The second mechanism they use to reduce recipe time is to lie. Straight up look you in the face and lie, right through their teeth. They’ll say chicken hits internal temp in five minutes knowing full well their test cooks saw it take several times as long. That’s if they have test cooks, which they generally don’t, and are physics-ly impossible to achieve.
People see this and also want to gloss the truth because they don’t want to be the idiot that takes an hour to do a fifteen minute recipe. So that’s how it goes.
The other thing that frequently gets lost in the mix is that professional test kitchens often use professional cooks and commercial equipment, which can shave a lot of time too. But mostly it’s just lying.
I never cook breasts to 160 that’s crazy dry. Breast to 145 and hold for 5 minutes. Perfectly safe. Food safety is time AND temp. 165f is for Instant kill. It’s overboard paranoid for food safety reasons.
160 is IMHO a bad temp for breast and thighs. 145 for breast and it’ll carryover to 150+. 175 for thighs.

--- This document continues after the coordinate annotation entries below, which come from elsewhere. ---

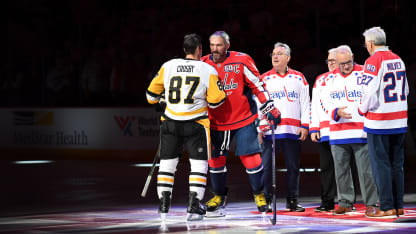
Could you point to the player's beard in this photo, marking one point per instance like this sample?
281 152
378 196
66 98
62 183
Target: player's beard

If you want them to cook quick then pound them with a mallet or filet them.
If you’re pulling breasts at 160, I hope you enjoy dry chicken. Provided the chicken is from a reputable source, you should pull breasts at 145-150, and can cook thighs and other fatty/dark meat to 160.
I usually just wing it
It’s one of the harder pieces of meat to cook, especially breasts but once you do it for a little bit, you’ll get it
5 minutes? For chicken?! Please give a source for that, because it’s ridiculous.
20 minutes minimum, maybe closer to 30. Frequency of flipping depends entirely on what cut you’re cooking. Like, a bone-in skin-on breast? I’d do at least 15 minutes, maybe more like 20 with the bone side down, then flip for 3-5 minutes (depending on seasoning and flame height, indirect vs direct heat etc), then shorter intervals on each side until the skin is nice and crispy but not burnt.
Just get a decent thermometer (Thermopop)
Flip as needed, You’ll get the feel for perfectly crispy skin and juicy interior.
You also don’t have to go to 160. It’s time AND temp. 155 for 15 seconds is just as good as 165 instantly.